Hailing from LA, Waitless is a semi-autobiographical play about newlyweds Shelly and Trent, from the American south but living in New York. Trent works in finance and Shelly in TV production, but when Trent’s job transfers him to London, Shelly gives up her career to go with him. Told through heightened, contemporary farce with moments of sincerity, Waitless shows that the cultural gap between the UK and US is bigger than you think.
Actors Jessica Moreno and Andrew Boyle play all of the stereotyped characters, with the primary focus on Shelly’s emotional struggle and adjustment from career woman to housewife. Moreno seems to be the stronger performer here, but she has more to work with. Because they are using such a heightened performance style, moments of truthfulness are rare. A more naturalistic performance style would better serve the story’s message and give the actors meatier roles to explore, however both performers are extremely energetic and they have some lovely stand-alone scenes together.
These scenes make nice set pieces, but as a cohesive whole, the play could use a bit more substance. Shelly needs more intimate, honest moments alone with the audience when Trent is away for work to give the script a bit more weight. The ending is also abrupt and open, which doesn’t show a completed character arc. There is certainly scope for the play to be lengthened. There are heaps of jokes and references that I appreciate as an American who also relocated to the UK, but this narrows the play’s target audience down to a small demographic. It’s telling that I was the only person in the audience who chuckled at some of Shelly’s digs at British culture: British people won’t relate to her frustration, and neither will Americans who have never lived abroad. Any immigrant will be able to empathise with her situation though, at least in part.

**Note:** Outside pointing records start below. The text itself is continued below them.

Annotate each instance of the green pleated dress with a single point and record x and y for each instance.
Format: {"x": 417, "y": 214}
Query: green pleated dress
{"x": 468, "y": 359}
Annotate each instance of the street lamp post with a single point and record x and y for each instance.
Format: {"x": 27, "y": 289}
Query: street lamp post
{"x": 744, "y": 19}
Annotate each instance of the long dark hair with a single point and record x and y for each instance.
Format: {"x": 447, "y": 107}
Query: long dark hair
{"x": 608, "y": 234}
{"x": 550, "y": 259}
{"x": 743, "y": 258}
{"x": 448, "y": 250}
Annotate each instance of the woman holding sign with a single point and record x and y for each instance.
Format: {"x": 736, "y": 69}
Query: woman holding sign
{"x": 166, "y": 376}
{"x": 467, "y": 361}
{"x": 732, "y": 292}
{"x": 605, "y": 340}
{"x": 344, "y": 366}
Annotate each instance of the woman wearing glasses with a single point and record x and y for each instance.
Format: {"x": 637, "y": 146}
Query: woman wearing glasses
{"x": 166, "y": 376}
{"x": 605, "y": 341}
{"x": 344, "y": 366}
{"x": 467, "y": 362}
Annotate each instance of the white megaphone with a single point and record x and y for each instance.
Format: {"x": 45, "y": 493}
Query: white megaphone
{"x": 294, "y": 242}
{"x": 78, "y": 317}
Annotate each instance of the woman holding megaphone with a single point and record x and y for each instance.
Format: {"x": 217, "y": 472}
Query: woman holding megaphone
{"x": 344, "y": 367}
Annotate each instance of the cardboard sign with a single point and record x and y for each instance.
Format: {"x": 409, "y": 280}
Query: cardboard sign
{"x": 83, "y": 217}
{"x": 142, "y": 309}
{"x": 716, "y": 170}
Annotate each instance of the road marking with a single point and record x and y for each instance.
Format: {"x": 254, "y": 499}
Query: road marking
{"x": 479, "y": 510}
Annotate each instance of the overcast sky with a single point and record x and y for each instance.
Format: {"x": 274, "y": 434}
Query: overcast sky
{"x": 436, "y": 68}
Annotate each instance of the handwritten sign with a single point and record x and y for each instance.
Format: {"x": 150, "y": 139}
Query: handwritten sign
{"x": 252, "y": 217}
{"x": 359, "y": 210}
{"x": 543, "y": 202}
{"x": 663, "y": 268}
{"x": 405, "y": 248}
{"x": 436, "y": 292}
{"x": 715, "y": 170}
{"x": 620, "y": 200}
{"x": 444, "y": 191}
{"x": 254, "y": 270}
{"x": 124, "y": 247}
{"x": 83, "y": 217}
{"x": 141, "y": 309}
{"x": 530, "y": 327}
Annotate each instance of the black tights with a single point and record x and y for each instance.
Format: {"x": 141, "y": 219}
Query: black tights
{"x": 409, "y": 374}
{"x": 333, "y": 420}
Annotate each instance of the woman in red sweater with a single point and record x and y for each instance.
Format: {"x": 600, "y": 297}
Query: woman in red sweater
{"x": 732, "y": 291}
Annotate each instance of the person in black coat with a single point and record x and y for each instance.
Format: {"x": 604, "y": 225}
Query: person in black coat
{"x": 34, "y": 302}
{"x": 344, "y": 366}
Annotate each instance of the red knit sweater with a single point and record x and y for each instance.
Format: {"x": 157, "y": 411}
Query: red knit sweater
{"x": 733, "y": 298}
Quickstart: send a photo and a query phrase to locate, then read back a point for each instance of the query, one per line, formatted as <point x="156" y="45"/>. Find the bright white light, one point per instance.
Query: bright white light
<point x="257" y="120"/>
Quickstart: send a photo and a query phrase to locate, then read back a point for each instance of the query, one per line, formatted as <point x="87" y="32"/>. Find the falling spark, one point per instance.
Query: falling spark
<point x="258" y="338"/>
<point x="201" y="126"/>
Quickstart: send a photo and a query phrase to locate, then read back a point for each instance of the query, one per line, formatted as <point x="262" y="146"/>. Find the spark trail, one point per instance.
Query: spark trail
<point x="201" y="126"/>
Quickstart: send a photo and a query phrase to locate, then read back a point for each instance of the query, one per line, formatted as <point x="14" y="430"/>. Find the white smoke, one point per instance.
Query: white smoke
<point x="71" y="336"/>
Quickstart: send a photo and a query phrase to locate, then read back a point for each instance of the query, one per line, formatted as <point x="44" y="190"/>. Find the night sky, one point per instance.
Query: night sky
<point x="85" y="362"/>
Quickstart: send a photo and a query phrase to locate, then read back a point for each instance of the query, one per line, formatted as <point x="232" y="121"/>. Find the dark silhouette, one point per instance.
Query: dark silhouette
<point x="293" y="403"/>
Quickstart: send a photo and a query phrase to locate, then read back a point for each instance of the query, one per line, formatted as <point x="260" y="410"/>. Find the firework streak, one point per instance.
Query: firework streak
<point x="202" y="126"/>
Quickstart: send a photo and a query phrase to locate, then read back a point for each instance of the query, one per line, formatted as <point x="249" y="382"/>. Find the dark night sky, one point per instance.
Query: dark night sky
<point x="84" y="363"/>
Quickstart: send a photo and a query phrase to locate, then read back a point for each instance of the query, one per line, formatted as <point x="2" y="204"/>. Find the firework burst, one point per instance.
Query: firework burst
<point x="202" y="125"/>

Overall, it’s a great issue to look at onstage. Immigration is a hot topic in many countries, and the immigrant experiences in the news focuses on an entirely different demographic. Those who quietly relocate to work or study largely go unnoticed, often battling the cultural adjustment alone and unsupported. The script needs some adjustment in order to truly capture the emotional upheaval and rediscovery that comes from this momentous life change, but it is heading in the right direction.